The legend in fig. 4 represents different GS statistical models, with different genotyping platforms on the abscissa and GS prediction accuracy on the ordinate. The sampling strategy is to randomly sample in all the associated groups, and the sampling times are 100 times. The Duncan statistical method was chosen for the significance test of the differences, the results are shown as letters a-h on the figure.
2. Effect of marker Density on GS prediction accuracy under different genotyping platforms
The primary marker numbers of different genotyping platforms (integration, 50K, 600K, GBS, RNA-seq) are as follows: 196758, 47368, 436972, 887, 93081 SNPs. To screen for optimal marker density for the bract tightness GS, different marker density genotypes were set by varying the Linkage Disequilibrium (LD) r2 parameter in the plink software. r2 is respectively 0.01, 0.1, 0.2, 0.5 and 0.8, namely the marking density is as follows: the integrated genotypes respectively have 167, 8417, 20905, 52826 and 90292 SNPs, the 50K genotypes respectively have 113, 8485, 18292, 29537 and 35964 SNPs, the 600K genotypes respectively have 428, 4524, 33568, 111713 and 172319 SNPs, and the GBS genotypes respectively have 64, 676, 743, 801 and 817; RNA-seq genotypes have 80, 4395, 14465, 33978, and 49888 SNPs, respectively. One sampling proportion is selected for explanation, 80% of the whole related population is randomly selected as a training population, and the rest 20% is selected as a testing population. As shown in FIG. 5, the optimal marker density of different genotyping platforms was found to be different by significance test. The 50K and GBS sequencing platforms have the highest prediction accuracy when r2 is 1.0, namely, any original mark is not deleted; 600K, RNA-seq and the integrated sequencing platform predicted the highest accuracy at r2 of 0.5, 0.2 and 0.8, respectively. However, the prediction accuracy of all marker densities under all sequencing platforms was not significantly different except 0.01. Therefore, the sequencing price and the prediction accuracy are comprehensively considered, the cost for selecting the marker density of 0.1 is low, and the GS result is not obviously influenced. In addition, the GBS sequencing platform is low in price, and the prediction accuracy reaches 34.92% when r2 is 0.1. In conclusion, the marker density (marker number is only 676) of r2 of 0.1 under the GBS platform is the best choice for breeding the GS with the degree of tightness of the bract.

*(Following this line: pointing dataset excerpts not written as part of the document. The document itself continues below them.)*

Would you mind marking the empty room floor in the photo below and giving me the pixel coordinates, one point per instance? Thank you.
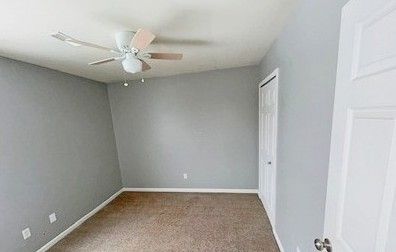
(137, 221)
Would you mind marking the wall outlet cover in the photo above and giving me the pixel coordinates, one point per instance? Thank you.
(52, 217)
(26, 233)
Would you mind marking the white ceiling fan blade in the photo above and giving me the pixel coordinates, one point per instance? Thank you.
(142, 39)
(103, 61)
(75, 42)
(166, 56)
(145, 66)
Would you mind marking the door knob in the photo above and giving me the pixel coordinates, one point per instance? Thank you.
(323, 245)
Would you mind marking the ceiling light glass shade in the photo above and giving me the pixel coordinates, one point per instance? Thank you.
(132, 65)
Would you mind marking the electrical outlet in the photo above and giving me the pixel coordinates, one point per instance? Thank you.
(52, 218)
(26, 233)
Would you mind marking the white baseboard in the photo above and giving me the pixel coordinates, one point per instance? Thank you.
(278, 241)
(129, 189)
(78, 223)
(197, 190)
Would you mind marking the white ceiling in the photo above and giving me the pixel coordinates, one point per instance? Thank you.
(212, 34)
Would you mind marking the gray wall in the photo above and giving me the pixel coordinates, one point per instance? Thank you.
(203, 124)
(57, 152)
(306, 53)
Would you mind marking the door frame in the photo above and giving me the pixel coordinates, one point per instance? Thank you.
(274, 76)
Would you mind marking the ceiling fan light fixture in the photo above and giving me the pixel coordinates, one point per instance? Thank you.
(132, 65)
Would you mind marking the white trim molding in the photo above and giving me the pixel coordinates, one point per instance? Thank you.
(196, 190)
(78, 223)
(131, 189)
(278, 241)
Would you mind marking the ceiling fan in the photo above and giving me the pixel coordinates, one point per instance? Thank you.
(130, 45)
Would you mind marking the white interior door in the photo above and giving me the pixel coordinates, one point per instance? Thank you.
(360, 204)
(268, 117)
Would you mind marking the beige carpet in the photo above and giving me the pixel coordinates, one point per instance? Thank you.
(175, 222)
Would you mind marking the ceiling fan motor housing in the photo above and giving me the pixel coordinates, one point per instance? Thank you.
(123, 40)
(132, 64)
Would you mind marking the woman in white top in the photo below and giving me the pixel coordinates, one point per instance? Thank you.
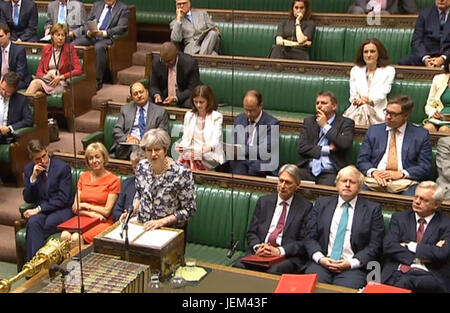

The legend in fig. 5 represents different marker densities, with different genotyping platforms on the abscissa and GS prediction accuracy on the ordinate. The sampling strategy is to randomly sample in all the associated groups, and the sampling times are 100 times. The Duncan statistical method was chosen for the significance test of the differences, the results are shown as letters a-g on the figure.

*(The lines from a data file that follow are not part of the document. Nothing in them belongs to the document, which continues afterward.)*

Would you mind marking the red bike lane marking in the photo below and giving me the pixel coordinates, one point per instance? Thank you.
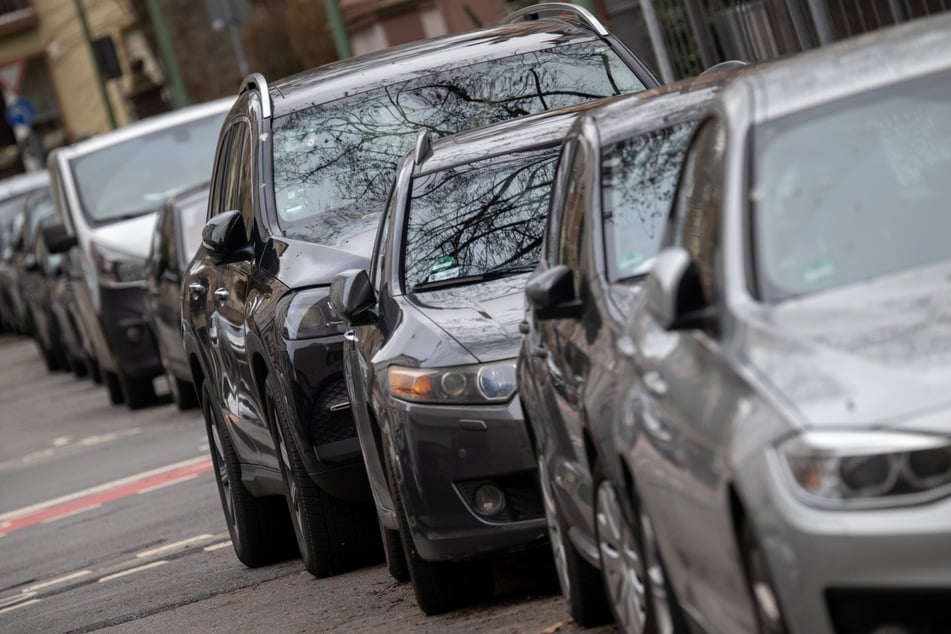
(37, 514)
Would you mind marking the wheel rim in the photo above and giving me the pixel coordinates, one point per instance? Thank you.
(623, 568)
(554, 530)
(293, 491)
(224, 481)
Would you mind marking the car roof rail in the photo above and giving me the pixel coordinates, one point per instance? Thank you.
(256, 81)
(534, 11)
(424, 146)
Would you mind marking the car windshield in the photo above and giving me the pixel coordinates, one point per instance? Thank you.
(477, 221)
(192, 217)
(334, 162)
(853, 190)
(136, 176)
(638, 179)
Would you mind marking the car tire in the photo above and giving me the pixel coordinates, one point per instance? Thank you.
(395, 557)
(333, 535)
(762, 589)
(439, 586)
(138, 393)
(183, 392)
(634, 576)
(113, 387)
(260, 528)
(580, 582)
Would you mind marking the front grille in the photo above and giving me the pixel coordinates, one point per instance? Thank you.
(523, 497)
(332, 419)
(890, 611)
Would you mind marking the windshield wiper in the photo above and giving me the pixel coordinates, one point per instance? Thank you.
(485, 276)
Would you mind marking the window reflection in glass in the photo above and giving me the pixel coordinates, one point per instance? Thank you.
(334, 162)
(638, 180)
(853, 190)
(478, 218)
(136, 176)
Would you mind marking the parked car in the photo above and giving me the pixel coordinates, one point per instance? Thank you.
(14, 192)
(301, 177)
(616, 178)
(431, 363)
(785, 431)
(107, 190)
(37, 270)
(175, 240)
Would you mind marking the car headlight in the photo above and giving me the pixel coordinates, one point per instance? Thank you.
(116, 267)
(307, 314)
(868, 468)
(483, 383)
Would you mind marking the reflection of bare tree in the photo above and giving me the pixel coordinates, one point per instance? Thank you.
(639, 178)
(341, 157)
(483, 216)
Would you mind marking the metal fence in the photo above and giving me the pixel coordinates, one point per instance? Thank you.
(683, 37)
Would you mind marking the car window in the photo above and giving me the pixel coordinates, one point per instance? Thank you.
(853, 190)
(136, 176)
(699, 200)
(571, 236)
(334, 162)
(479, 219)
(638, 181)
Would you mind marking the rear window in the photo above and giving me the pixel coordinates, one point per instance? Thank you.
(334, 162)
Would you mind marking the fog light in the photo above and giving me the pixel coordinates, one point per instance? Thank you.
(489, 499)
(133, 334)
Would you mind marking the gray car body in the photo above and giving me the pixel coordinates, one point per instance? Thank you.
(455, 326)
(130, 237)
(705, 407)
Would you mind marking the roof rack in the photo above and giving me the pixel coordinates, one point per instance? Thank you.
(534, 11)
(256, 81)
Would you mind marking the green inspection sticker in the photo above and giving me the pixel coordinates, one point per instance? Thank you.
(818, 270)
(443, 263)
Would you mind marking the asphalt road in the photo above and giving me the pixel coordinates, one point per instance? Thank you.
(110, 521)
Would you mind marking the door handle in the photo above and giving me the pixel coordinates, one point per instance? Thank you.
(655, 383)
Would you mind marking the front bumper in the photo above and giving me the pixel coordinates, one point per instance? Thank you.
(853, 570)
(443, 453)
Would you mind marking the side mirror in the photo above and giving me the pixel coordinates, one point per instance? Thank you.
(353, 297)
(552, 294)
(225, 237)
(674, 295)
(57, 238)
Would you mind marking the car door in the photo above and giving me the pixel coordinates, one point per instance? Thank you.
(230, 297)
(692, 393)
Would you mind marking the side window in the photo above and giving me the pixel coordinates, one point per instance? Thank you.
(696, 218)
(571, 235)
(557, 205)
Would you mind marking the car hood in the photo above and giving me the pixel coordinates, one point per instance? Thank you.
(872, 354)
(482, 318)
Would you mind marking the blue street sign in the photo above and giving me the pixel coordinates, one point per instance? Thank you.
(21, 112)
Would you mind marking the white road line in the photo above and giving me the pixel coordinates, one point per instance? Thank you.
(58, 580)
(176, 546)
(19, 605)
(219, 546)
(97, 489)
(167, 484)
(76, 512)
(132, 571)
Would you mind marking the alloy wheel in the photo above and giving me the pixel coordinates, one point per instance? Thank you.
(554, 530)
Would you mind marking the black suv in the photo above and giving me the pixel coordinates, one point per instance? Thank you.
(301, 176)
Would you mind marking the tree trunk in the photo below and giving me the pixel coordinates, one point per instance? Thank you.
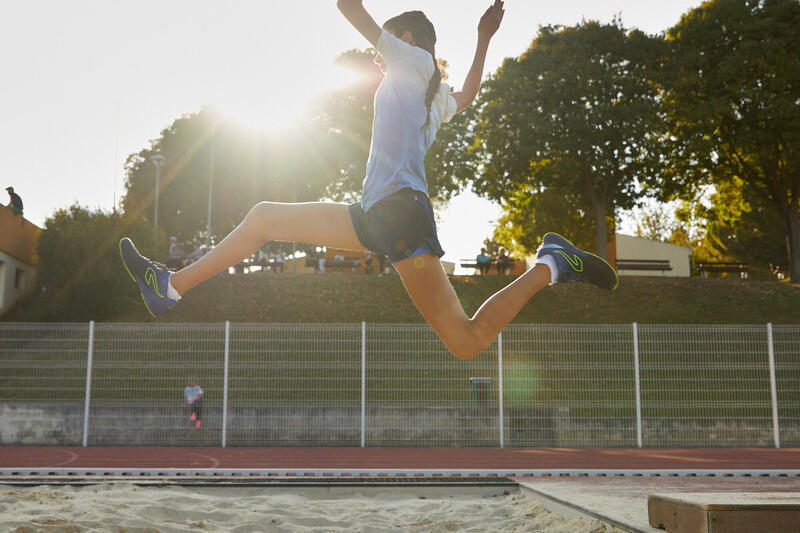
(793, 227)
(601, 232)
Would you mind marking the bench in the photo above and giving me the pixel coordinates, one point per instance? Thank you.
(661, 265)
(471, 263)
(743, 269)
(331, 265)
(779, 271)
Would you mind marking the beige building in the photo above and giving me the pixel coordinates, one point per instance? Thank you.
(17, 256)
(635, 256)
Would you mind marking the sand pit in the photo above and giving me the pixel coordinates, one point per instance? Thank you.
(130, 508)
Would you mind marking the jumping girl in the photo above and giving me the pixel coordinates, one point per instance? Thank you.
(394, 216)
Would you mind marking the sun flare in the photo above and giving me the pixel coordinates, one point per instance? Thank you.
(280, 99)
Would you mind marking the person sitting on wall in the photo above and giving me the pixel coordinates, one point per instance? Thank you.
(16, 202)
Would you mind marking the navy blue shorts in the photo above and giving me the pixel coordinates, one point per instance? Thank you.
(401, 226)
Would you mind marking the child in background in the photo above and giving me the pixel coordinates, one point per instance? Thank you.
(194, 398)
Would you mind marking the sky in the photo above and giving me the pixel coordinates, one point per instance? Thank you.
(86, 83)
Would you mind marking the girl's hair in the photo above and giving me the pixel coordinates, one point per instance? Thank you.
(425, 37)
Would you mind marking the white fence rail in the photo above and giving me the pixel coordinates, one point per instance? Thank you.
(396, 385)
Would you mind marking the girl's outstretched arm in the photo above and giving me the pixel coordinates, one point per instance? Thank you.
(354, 12)
(490, 22)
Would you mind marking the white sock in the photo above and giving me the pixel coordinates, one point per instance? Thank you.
(172, 294)
(550, 261)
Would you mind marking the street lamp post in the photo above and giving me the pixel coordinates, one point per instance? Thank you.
(158, 161)
(210, 181)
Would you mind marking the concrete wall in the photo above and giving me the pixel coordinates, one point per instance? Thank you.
(17, 252)
(637, 248)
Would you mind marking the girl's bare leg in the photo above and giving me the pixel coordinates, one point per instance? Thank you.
(434, 296)
(322, 223)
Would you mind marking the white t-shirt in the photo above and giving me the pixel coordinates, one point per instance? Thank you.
(399, 143)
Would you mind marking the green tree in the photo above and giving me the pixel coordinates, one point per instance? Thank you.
(79, 265)
(575, 117)
(732, 94)
(323, 156)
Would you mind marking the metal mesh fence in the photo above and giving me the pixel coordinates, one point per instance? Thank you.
(294, 385)
(42, 382)
(705, 385)
(418, 394)
(139, 375)
(396, 385)
(569, 385)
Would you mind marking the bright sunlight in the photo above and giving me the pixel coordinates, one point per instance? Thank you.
(280, 98)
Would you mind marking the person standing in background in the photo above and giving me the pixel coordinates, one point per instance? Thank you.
(194, 398)
(16, 202)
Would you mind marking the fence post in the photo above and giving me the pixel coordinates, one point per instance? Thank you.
(88, 384)
(773, 387)
(638, 385)
(500, 383)
(363, 383)
(225, 385)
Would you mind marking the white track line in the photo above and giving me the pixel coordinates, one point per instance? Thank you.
(18, 473)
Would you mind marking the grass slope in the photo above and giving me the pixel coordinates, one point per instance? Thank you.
(347, 298)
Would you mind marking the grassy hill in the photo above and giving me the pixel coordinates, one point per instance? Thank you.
(350, 298)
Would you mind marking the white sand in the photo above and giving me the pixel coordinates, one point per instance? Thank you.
(126, 507)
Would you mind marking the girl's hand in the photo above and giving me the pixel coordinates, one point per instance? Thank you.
(490, 21)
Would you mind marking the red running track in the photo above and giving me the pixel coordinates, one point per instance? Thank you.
(403, 458)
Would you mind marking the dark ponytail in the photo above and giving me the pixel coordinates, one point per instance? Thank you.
(425, 37)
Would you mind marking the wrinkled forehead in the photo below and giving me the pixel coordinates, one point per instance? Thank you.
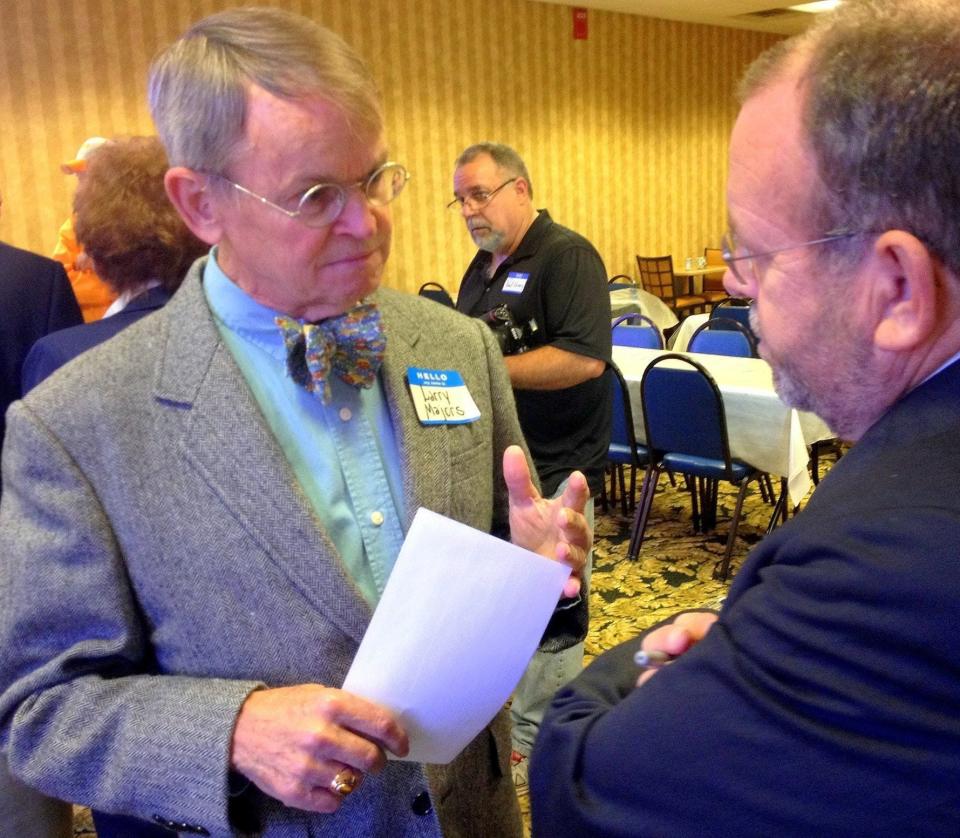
(480, 173)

3. Heritability of bract tightness under different genotyping platforms
As mentioned previously, the optimal marker density was a marker density of 0.1 for r2, where the integration, 50K, 600K, GBS, and RNA-seq platforms had 8417, 8485, 4524, 676, and 4395 SNP markers, respectively. As shown in FIG. 6, the narrow heritability of the phenotype values of the bract tightness and their BLUP values was evaluated in different sequencing platforms. The heritability of the bract tightness ranged from 0.02 to 0.71. The heritability of the 600K gene chip sequencing platform is the highest and reaches 0.71. The GBS sequencing platform heritability has no obvious difference with 50K, integration and RNA-seq, and has larger difference with 600K. Theoretically, higher heritability should bring higher prediction accuracy of GS, but the prediction accuracy under the 600K sequencing platform is not high, which may be caused by a large amount of missing values of 600K phenotype data. In conclusion, the heritability of the 600K sequencing platform is highest.
All the bract turgor phenotype data in fig. 6 and their BLUP values were derived from field surveys of 15SY, 16SY, and 16 FS.

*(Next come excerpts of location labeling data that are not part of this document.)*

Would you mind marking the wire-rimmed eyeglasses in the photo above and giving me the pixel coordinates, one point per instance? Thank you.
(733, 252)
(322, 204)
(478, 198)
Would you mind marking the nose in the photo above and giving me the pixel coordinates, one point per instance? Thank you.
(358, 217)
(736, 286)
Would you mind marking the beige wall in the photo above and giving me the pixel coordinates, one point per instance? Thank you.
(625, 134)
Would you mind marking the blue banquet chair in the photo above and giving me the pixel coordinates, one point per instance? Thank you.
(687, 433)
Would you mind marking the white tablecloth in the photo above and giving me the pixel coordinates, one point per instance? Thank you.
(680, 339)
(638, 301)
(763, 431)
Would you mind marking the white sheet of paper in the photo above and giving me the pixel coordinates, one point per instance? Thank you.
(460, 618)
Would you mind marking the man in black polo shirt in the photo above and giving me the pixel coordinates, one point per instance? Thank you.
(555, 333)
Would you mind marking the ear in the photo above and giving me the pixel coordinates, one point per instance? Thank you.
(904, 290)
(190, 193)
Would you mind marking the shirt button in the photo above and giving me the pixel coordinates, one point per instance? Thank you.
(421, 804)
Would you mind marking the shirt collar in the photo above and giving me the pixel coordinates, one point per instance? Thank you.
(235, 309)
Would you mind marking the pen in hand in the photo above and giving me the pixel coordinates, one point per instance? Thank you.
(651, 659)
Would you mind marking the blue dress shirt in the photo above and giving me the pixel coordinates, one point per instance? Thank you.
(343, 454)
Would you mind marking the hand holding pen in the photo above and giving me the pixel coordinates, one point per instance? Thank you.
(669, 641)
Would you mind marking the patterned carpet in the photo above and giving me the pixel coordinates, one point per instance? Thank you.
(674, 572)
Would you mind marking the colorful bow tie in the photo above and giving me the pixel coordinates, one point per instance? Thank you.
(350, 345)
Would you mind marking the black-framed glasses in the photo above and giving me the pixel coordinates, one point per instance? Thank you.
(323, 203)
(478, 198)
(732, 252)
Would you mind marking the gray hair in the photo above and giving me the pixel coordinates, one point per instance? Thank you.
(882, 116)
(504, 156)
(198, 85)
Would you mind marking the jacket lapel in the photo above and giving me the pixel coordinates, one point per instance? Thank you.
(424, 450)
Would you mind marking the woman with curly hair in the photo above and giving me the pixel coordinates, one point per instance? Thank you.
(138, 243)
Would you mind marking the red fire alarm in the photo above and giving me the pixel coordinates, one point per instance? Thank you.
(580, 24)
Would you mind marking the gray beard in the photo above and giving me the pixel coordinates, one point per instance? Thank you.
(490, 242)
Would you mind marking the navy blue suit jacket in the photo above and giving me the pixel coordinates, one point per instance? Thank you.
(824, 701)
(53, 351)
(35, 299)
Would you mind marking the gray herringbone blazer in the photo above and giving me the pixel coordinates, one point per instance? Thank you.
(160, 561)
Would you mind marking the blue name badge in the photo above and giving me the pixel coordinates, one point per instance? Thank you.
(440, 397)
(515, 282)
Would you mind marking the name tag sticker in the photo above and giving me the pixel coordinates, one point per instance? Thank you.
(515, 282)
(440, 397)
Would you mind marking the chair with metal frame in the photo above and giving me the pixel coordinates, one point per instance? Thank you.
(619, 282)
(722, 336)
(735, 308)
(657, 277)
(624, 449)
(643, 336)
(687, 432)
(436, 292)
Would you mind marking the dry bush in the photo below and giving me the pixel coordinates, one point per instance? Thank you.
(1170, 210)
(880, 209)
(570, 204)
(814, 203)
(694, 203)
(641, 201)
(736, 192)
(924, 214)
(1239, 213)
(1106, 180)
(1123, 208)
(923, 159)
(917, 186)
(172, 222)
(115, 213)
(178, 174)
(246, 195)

4. Impact of different sampling strategies on GS prediction accuracy
To this end, we have selected the optimal model gBLUP, optimal marker density 0.1, and optimal sequencing platform GBS for GS analysis of the bract turgor. In order to further analyze the influence of different sampling strategies on the GS prediction accuracy, a GBS sequencing platform with the marker density of 0.1 is randomly sampled by adopting a gBLUP model, 10-90% of the whole related population is randomly extracted to be used as a prediction population, and the rest is a modeling population. As the prediction population sampling strategy increases, the GS prediction accuracy shows a downward trend (fig. 7). Wherein, when the ratio of the prediction group to the related group is 10%, the maximum prediction precision is 35.24%. The result shows that the maximum GS prediction is accurate when the percentage of the prediction group is 10%, namely the percentage of the training group is 90%, the abscissa of the graph 7 is the sampling proportion of the prediction group, and the ordinate is the prediction precision. The number of random samples is 100.
5. Effect of different population Structure on GS prediction accuracy
To analyze the effect of different population structures on the prediction accuracy of the degree of bract tightness GS, we still used gBLUP as the optimal statistical model, r2 as the optimal sequencing platform for optimal marker density and GBS of 0.1, and after dividing the related population into four sub-populations of MIXED, NSS, SS, and TST, random extraction was performed using two population structures Within sub-population (Within) and between sub-population (Across), respectively (fig. 8). The sub-population internal sampling means that the prediction population and the modeling population are limited in a specific sub-population, random extraction is carried out only in the sub-population, if 10-90% of SS sub-population is randomly extracted as the prediction population, the rest SS sub-population self-bred lines are the modeling population; the sampling among the sub-groups only limits the prediction group to be in a certain sub-group, while the modeling group can be from any sub-group, for example, 10-90% of the SS sub-groups are randomly drawn to be used as the prediction group, and all the rest inbred lines are regarded as the modeling group. Overall, the GS prediction precision showed a downward trend as the prediction population sampling rate increased. Within the MIXED, NSS, SS subpopulations, random sampling between subpopulations resulted in a higher prediction accuracy of GS than random sampling within subpopulations, and vice versa in the TST subpopulations. The results show that the highest prediction precision is shown in the SS subgroup in all subgroups no matter which sampling strategy is adopted, and the SS subgroup is more suitable for researching the bract tightness character of the related subgroup.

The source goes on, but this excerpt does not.